Thursday, February 21, 2013


   "Eben Alexander’s Proof of Heaven is a personal account of a medical doctor who came within an ace of a documented brain death yet made a full recovery. That person was Alexander himself. While in the coma Dr. Alexander had a near death experience of startling reality and duration in which he had no awareness of his previous identity; not his name, his profession nor his memory. He instead voyaged without any apparent self-consciousness through three distinct “worlds”: “the rough, ugly Realm of the Earthworm’s-Eye View, the idyllic Gateway, and the awesome heavenly Core”.
Upon regaining consciousness, Dr. Alexander on the advice of his son set down his recollections while they were still fresh in his mind and attempted to reconcile what he subjectively experienced with his training and career as a neurosurgeon, which included a stint as a faculty member at Harvard Medical School and the publication of numerous scientific papers.

From reviewing his own medical records and interviewing the physicians attending him, Dr. Alexander came to the conclusion that his experiences could not adequately be explained by the standard models of brain function. Although convinced of the reality of what he experienced while in the coma, Dr. Alexander could only indicate the lines of inquiry that might be pursued to explain his experience in the physical sense, since it could not be adequately modeled by the mechanisms currently known.
The main problem he had to deal with was the inverse relationship between the depth of his disease and the richness of his experience. The ‘deader’ you were, it seemed, the more complex and information rich the near death experience became. It was the reverse of what you would expect if the experiences were conjured up by a dying brain.
That led him to posit that the human brain might be a filter, and not the exclusive source of available knowledge. It’s ability to exclude information or at least to process it in a form compatible to common experience may be at least as important as any processing functions it may perform. We experience “the world” as much by exclusion as admittance.
The deader the brain the more it would let through. And in his hopeless state Alexander was bombarded by information of some kind which his brain was unable to bar.
The question is whether it is “real” information — a representation of objective reality. Alexander argued that we are only now beginning to understand how “entangled” individual objects in the universe are; how they are literally part of a larger system. To understand the information content of a particle of any size you had to understand the influences acting upon it. Everything we examine is impinged upon by “real information”."
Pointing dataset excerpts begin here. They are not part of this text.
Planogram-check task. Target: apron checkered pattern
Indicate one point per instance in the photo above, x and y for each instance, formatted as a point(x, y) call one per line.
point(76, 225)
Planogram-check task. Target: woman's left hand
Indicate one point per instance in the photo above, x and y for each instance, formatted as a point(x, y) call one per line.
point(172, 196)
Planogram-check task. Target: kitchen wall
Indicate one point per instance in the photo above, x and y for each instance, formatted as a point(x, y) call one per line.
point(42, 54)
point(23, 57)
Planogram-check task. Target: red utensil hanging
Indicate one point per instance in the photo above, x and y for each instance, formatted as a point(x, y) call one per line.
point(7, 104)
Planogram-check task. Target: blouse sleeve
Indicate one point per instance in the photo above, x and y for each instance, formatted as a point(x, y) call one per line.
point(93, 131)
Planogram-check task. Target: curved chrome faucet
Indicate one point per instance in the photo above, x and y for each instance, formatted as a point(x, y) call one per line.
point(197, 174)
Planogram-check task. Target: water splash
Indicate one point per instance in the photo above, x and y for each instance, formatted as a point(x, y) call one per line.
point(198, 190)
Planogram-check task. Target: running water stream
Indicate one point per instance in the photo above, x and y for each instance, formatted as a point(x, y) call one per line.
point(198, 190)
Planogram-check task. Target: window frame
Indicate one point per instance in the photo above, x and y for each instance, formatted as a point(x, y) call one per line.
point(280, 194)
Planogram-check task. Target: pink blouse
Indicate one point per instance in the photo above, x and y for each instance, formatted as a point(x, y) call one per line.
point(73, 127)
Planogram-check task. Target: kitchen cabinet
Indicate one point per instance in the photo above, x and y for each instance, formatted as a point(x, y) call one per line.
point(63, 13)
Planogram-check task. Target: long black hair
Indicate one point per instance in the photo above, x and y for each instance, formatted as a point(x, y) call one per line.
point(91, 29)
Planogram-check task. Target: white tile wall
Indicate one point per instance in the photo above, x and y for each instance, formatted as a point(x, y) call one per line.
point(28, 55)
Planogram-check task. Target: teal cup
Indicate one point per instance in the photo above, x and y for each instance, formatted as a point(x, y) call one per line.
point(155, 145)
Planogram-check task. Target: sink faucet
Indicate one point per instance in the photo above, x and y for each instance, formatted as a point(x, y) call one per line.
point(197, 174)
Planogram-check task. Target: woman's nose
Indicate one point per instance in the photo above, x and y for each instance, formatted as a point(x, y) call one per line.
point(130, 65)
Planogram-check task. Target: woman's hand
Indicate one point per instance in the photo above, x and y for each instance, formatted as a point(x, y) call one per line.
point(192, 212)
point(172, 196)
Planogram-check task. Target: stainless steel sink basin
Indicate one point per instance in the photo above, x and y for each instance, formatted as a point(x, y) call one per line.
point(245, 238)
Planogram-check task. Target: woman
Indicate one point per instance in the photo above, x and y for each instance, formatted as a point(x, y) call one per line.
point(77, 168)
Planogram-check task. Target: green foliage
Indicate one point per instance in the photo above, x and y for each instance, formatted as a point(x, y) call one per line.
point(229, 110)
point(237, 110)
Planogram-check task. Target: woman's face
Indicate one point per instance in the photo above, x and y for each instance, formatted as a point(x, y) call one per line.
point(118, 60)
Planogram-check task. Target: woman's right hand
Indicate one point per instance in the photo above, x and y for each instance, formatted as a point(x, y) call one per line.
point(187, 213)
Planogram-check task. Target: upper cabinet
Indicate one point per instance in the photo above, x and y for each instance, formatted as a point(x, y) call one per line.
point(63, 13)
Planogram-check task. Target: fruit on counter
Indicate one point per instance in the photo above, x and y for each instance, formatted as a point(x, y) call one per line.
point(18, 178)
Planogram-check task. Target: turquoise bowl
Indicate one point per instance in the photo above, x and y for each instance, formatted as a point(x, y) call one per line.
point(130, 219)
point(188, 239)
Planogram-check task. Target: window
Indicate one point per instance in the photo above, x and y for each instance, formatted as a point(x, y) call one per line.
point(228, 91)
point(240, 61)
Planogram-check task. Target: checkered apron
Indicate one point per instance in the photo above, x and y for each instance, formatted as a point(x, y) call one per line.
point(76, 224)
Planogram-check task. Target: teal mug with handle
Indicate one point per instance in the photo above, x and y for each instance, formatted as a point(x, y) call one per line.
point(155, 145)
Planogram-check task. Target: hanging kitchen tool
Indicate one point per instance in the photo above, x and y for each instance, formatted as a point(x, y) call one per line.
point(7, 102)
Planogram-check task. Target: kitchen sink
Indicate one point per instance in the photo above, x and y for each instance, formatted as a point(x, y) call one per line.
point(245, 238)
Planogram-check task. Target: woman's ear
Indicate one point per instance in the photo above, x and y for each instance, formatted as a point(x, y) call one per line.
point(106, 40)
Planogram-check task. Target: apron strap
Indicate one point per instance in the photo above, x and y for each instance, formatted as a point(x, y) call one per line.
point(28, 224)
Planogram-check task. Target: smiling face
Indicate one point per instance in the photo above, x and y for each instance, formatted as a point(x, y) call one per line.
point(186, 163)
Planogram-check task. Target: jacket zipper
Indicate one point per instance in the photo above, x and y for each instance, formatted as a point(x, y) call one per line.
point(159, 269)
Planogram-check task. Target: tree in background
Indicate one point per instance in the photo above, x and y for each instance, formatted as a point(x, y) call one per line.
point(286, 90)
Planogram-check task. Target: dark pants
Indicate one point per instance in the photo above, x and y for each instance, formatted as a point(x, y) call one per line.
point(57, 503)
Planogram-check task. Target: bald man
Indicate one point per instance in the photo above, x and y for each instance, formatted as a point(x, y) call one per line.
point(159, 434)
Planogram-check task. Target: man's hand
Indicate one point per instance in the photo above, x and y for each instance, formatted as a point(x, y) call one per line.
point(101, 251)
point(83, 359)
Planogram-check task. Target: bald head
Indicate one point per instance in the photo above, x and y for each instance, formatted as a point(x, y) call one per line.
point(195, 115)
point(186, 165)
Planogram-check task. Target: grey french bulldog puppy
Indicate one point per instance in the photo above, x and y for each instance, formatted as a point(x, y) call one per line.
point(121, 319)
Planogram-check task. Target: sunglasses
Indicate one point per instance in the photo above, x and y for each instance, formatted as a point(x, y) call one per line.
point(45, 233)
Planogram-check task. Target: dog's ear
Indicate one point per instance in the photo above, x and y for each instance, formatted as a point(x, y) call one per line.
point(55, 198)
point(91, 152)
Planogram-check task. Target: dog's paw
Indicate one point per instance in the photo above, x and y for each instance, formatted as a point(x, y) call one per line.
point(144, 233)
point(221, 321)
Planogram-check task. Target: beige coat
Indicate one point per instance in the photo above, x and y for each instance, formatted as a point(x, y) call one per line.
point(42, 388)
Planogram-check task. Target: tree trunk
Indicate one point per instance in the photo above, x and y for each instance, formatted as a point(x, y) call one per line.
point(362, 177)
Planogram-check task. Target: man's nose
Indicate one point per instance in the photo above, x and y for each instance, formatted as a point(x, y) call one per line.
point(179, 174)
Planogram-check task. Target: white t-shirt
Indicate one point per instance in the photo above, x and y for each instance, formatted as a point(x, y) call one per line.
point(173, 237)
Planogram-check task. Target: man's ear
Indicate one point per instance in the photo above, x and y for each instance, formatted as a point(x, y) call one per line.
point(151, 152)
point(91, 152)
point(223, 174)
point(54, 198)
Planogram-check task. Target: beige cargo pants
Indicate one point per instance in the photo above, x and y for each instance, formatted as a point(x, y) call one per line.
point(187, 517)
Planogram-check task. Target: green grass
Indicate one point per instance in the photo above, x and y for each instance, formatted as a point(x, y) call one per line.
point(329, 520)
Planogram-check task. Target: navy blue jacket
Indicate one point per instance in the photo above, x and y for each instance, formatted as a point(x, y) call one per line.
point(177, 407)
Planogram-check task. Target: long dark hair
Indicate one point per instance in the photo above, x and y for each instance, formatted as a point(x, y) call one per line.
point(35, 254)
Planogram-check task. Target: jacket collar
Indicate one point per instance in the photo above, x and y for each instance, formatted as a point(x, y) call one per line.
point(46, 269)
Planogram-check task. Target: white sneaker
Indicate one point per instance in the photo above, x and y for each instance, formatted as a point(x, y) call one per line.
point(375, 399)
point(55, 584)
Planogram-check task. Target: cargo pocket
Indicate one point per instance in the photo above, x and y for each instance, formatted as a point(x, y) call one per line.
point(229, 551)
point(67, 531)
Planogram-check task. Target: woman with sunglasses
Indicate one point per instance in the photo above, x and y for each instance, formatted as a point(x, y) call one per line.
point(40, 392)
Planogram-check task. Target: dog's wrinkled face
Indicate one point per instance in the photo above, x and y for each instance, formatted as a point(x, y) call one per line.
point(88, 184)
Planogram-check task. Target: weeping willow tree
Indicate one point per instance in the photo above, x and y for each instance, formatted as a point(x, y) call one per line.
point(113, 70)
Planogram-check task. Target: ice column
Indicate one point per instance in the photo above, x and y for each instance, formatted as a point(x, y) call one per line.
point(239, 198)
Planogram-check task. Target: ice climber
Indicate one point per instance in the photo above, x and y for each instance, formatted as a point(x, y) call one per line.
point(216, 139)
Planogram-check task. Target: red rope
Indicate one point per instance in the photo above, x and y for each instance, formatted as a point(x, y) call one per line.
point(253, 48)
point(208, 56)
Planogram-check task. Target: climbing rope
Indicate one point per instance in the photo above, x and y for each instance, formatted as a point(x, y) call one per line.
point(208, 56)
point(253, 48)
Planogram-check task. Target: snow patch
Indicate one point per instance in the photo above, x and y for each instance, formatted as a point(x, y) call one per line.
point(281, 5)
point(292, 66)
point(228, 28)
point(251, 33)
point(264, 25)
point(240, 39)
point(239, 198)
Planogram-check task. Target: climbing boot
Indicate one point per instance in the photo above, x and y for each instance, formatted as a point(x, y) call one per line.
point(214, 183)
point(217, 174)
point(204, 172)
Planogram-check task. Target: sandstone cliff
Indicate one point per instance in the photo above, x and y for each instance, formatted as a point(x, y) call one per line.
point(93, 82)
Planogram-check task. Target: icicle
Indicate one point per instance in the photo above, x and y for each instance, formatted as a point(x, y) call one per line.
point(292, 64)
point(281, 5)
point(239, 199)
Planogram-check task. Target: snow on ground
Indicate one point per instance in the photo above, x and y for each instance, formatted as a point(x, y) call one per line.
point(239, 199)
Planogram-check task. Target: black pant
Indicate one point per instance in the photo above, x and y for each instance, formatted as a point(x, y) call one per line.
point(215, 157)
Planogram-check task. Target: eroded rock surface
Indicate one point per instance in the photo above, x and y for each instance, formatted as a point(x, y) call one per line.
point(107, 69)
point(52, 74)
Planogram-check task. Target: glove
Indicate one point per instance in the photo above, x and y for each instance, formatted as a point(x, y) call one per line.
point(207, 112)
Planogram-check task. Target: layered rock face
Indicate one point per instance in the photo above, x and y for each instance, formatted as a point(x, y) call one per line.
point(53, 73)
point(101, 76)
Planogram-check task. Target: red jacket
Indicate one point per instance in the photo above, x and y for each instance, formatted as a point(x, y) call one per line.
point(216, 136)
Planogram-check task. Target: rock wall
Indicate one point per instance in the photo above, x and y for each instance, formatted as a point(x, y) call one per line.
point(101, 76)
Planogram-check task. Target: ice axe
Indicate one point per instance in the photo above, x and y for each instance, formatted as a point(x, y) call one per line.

And the creepiest part ( cue eerie music ):

  "The one question that bothered Alexander — which he left unanswered till the last — was whether admittance to the network necessarily meant the obliteratation of the meager little things that make us individuals. Whether the price of the upgrade was the elimination of local memory. He was especially bothered by the absence in his near death experience of any human presence he could recognize in retrospect, from “life”. His sole human companion through the realms was a women he did not recognize.
That recognition came only later when Alexander received the photo of a deceased biological sister that he had long been seeking. Alexander was adopted and had never seen his biological sister, who had died some years before. In the process of reconnecting with his biological relatives he received the photo. It was of the woman in his near death experience."